Enfin Lisa est passée me prendre, avec trois copines, dont l’une avait exigé un détour de cent kiomètres pour aller à Toula dans un magasin qui, seul en Russie sans doute, vendait un alcool particulier. Sur le chemin du retour, elle me racontait sa vie dans la région de Tver, où elle s’est installée avec son compagnon, et sa chienne des Pyrénées. C’est une femme d’une rare énergie, rien ne lui fait peur, elle a toutes sortes d’activités de couture et de modelage, plus l’élevage des poules, mais depuis qu’elle est en ménage, elle ne travaille plus pour gagner sa croûte. « La voilà, la vraie libération de la femme !  m’exclamai-je.

- Le travail, me répond-elle, c’est l’horreur. »
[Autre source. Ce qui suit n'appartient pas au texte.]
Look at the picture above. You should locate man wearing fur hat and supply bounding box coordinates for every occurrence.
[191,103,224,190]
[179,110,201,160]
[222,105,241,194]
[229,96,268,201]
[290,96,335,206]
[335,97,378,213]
Elle m’a laissée chez Macha, la fille de mon père spirituel, à Peredelkino, après plus de trois heures de voiture. Il me restait à récupérer ma Logan le lendemain et à rentrer chez moi. Son fils Marc, qui a onze ans, lui a déclaré pendant qu’elle me montrait ma chambre : «J’espère que dans son blog, elle écrira que je suis le meilleur ! »

De retour à Pereslavl, j'ai trouvé presque autant de vacarme et d'agitation que dans la rue principale d'Odoïev. Le bricoleur sciait, les jeunes débiles pétaradaient, le café français était pris d'assaut, et Lika n'avait pas pensé à amener Rita!